J'ai grandi dans un pays majoritairement musulman, l'Algérie, et je n'avais jamais vu alors le problème des relations entre communautés se poser en termes de religion. C'était comme si l'esprit de tolérance s'était imposé naturellement. Sur ce point tout au moins, car toute généralisation serait malvenue.
Le drame que devait connaître plus tard le pays était de nature différente, conséquence, principalement, du
colonialisme et de sa forme spécifique dans une Algérie où les maîtres du jeu voulaient jeter les fondements d'une "colonie de peuplement".
Dans l'ancienne métropole les rapatriés de 62 découvrirent une autre forme de racisme, développée par les "anciens soldats appelés" et par leur famille. Mais là encore la pratique
religieuse n'intervenait pas en termes de discrimination.
C'est en fait avec les ambitions présidentielles de Sarkozy que le thème religieux est arrivé sur le devant de la scène politique et médiatique. Même si aujourd'hui le Président , prétend en rejeter l'idée, il a voulu introduire le communautarisme et ses divisions avec, notamment, la création d'un "Conseil supérieur du culte musulman". Ensuite cela a été l'escalade verbale. Avec les "racines chrétiennes" de la France, la multiplication de signes de croix présidentiels sous les projecteurs, les manipulations cyniques autour de la burqa( manifestation vestimentaire presque inexistente en France), menace potentielle de la montée en puissance de la religion de Mahomet...pour aboutir au psycho-drame de la prière du vendredi dans une rue de Paris pourtant fermée, pour la circonstance, à la circulation pendant une heure. C'est désormais le thème à la mode alors même qu'il n'est pas d'autre exemple en France de cette pratique.
Le Front National s'est vu encouragé dans sa campagne permanente contre la ménace d'invasion par métèques et mécréants. Celle de la France envahie, à l'image d'une rue du XIXe arrondissement...
Et toutes les bonnes âmes de poser la question de l'urgence qu'il y a de construire des lieux de culte
spécifiques pour l'importante minorité musulmane. Et toutes de découvrir simultanément l'atteinte que de tels projets représenteraient à la Loi de 1905. Donc au principe de laïcité de l'Etat.
(NB: il faut noter que toutes ces prétendues exigences présentées en leur nom n'émanent jamais des musulmans de France eux-mêmes).
Sans pouvoir aller très loin dans cet article, je voudrais rappeler, à propos des mosquées et de leurs inévitables (n'est-ce pas amis helvètes?) minarets, dans la religion mahométane la mosquéee n'est pas un lieu de culte obligatoire.

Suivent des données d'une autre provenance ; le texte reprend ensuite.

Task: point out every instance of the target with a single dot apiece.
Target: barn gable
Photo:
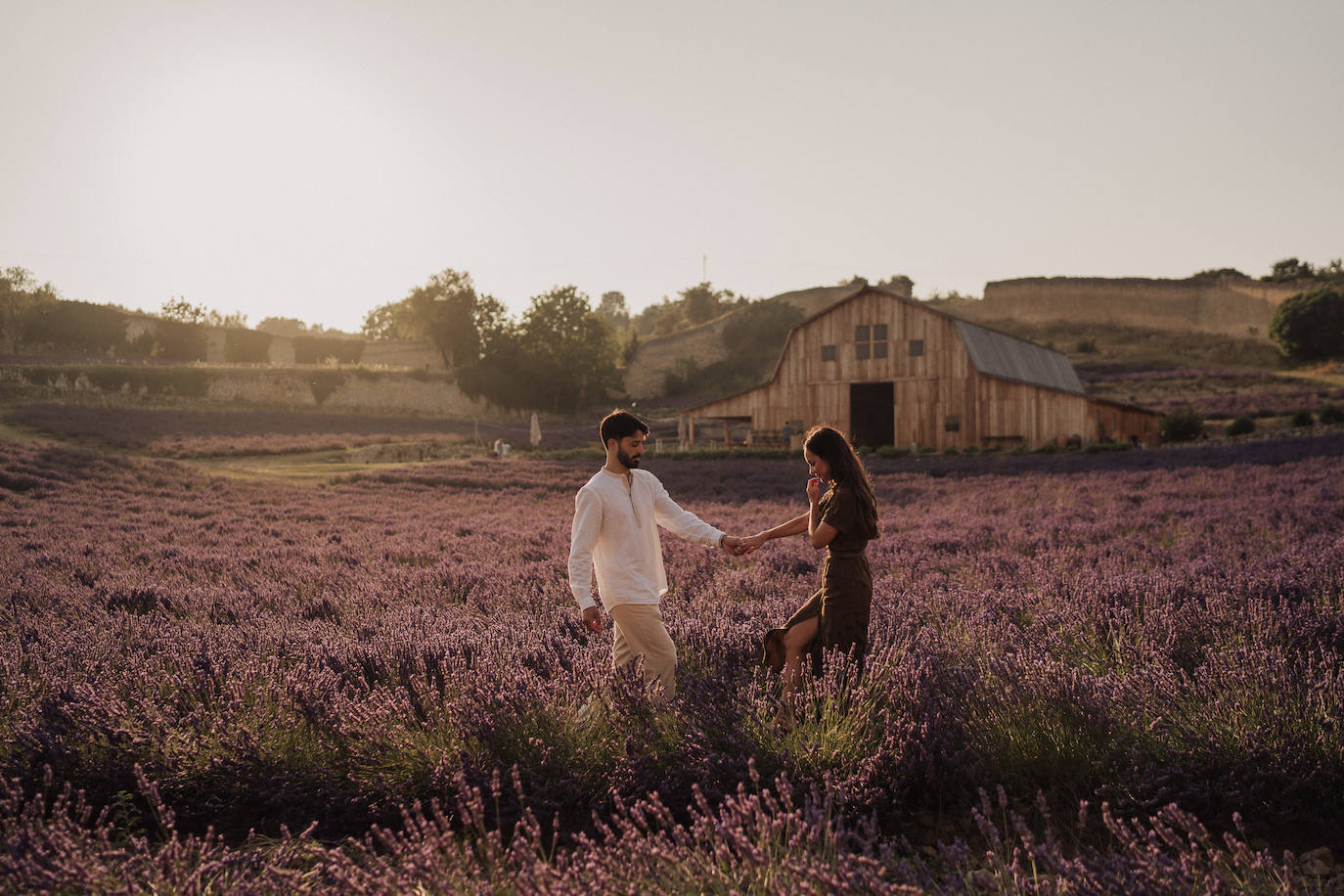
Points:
(1008, 357)
(888, 370)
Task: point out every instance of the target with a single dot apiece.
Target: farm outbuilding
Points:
(888, 370)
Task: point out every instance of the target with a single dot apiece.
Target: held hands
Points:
(739, 546)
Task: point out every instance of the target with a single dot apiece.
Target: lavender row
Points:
(193, 432)
(1088, 628)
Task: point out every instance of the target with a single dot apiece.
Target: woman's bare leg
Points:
(796, 643)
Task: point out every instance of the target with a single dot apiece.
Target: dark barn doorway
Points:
(873, 414)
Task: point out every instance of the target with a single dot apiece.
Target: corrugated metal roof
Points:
(1002, 355)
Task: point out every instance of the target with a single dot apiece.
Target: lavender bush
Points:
(381, 684)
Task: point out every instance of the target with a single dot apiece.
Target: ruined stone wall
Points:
(1226, 305)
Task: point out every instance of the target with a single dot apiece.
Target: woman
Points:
(843, 522)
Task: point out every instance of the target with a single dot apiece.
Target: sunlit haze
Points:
(316, 160)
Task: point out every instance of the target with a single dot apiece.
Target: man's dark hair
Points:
(620, 425)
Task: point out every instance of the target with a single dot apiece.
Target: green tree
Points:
(1309, 327)
(613, 310)
(75, 328)
(442, 310)
(19, 297)
(1289, 270)
(567, 349)
(179, 309)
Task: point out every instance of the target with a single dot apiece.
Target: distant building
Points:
(887, 370)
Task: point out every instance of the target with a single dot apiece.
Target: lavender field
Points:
(1091, 673)
(193, 432)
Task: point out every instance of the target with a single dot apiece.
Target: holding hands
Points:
(739, 546)
(815, 490)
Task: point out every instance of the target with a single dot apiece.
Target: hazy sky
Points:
(315, 158)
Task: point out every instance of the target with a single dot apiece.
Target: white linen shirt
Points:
(615, 529)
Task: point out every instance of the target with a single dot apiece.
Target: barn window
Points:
(870, 340)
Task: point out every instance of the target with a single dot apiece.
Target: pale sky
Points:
(315, 160)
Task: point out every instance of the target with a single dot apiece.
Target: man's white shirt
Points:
(615, 531)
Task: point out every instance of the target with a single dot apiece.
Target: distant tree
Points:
(442, 312)
(229, 321)
(75, 328)
(179, 309)
(1290, 270)
(613, 310)
(1309, 327)
(19, 295)
(568, 349)
(631, 349)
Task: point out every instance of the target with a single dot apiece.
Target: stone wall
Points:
(409, 355)
(1225, 305)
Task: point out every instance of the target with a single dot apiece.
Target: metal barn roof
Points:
(1002, 355)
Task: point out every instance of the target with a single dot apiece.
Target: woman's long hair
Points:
(845, 469)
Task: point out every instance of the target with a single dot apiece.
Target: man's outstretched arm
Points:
(588, 522)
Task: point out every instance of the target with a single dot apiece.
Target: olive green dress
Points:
(844, 601)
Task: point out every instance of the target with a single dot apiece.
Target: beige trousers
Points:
(640, 630)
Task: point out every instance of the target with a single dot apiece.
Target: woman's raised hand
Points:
(813, 489)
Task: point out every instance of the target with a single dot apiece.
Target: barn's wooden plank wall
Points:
(940, 399)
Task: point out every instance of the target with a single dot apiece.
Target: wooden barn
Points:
(887, 370)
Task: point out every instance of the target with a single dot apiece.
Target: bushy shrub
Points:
(1182, 425)
(1309, 327)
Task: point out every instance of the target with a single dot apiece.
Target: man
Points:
(617, 515)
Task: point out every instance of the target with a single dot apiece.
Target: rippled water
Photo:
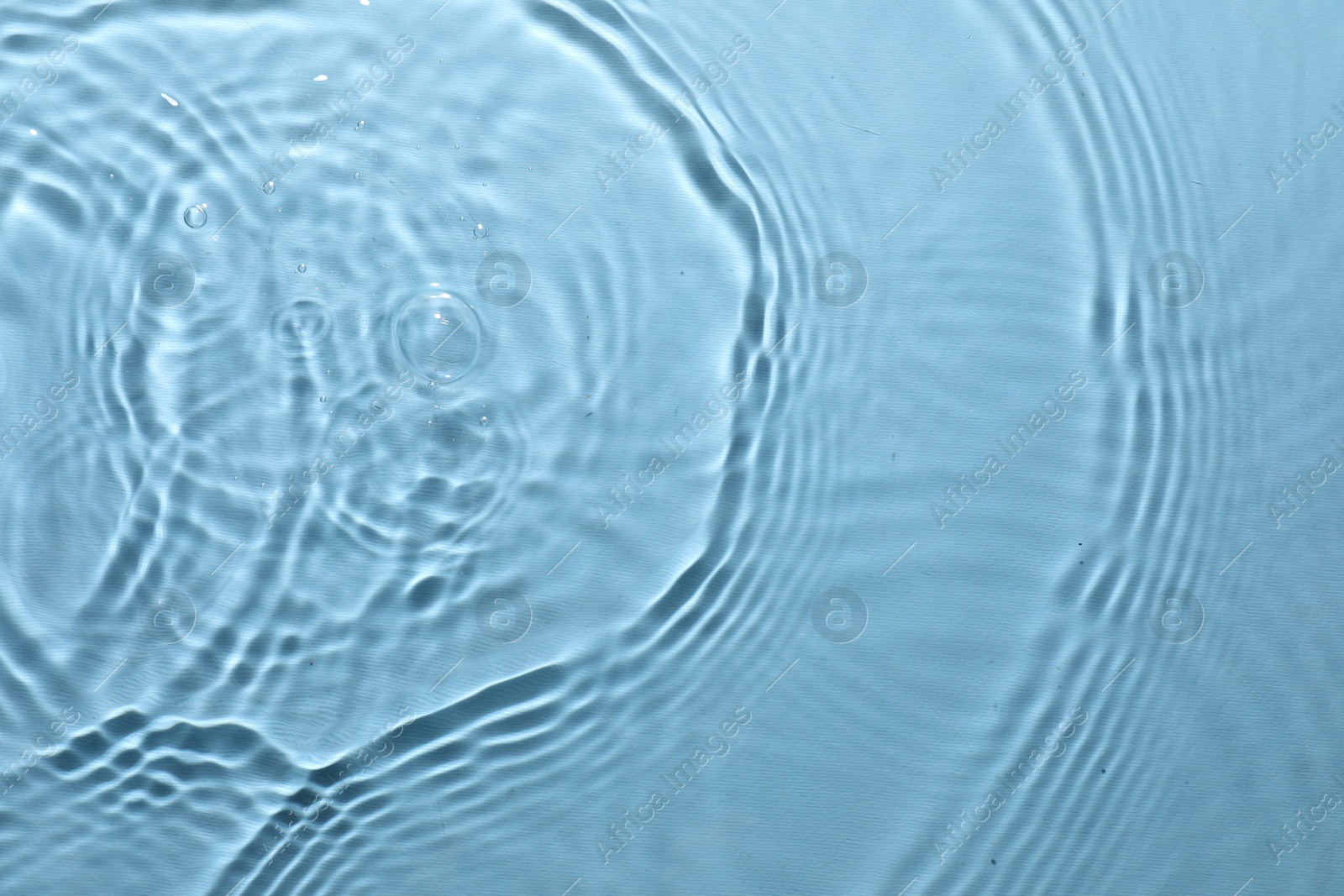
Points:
(571, 448)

Le musulman peut prier partout: dans l'arrière boutique d'un magasin, dans sa salle à manger familiale ou...dans la rue. La mosquée, n'est pas comme pour une église catholique, un lieu de culte consacré rituellement par le clergé habilité à le faire.
La mosquée, comme celle de Paris, est bien un centre utilisé pour la prière, mais c'est surtout un centre
culturel, où la communauté vient chercher des informations, organise des conférences et offre un enseignement du Coran aux enfants ou aux adultes intéressés. J'ajoute que l'Islam sunnite n'a pas
de clergé. L'imam, dont on parle tant (le sarkozysme se préccupe beaucoup désormais de "formation des imams"), doit veiller à la bonne tenue des locaux dont il est le gardien, joue parfois le
rôle de taleb pour instruire les enfants dans la connaissance des livres saints, et dirige la prière pour qu'il y ait harmonie dans les mouvements des fidèles. Il arrive aussi qu'il fasse le
"sermon" du vendredi, s'il n'a pas trouvé un "ouléma" plus qualiifié que lui pour le faire (notons qu'une communauté se passe, au fond, très bien d'imam).
L'Islam est une religion née du désert, simple comme ses paysages ôcres et arides, et les premiers fidèles priaient à côté de leur caravane, après avoir demandé l'heure au soleil, le corps tourné vers La Mecque. Mahomet mourut en 632, dix ans après avoir dû quitter la capitale pour se réfugier à Médine. Après sa mort, les textes sacrés furent beaucoup triturés sous des prétextes divers. Mais aucun ne mentionne une quelconque sacralisation de la mosquée dominée par son minaret. Tandis que le bédouin, seul proche des premiers croyants, continue de prier sur les sables du désert.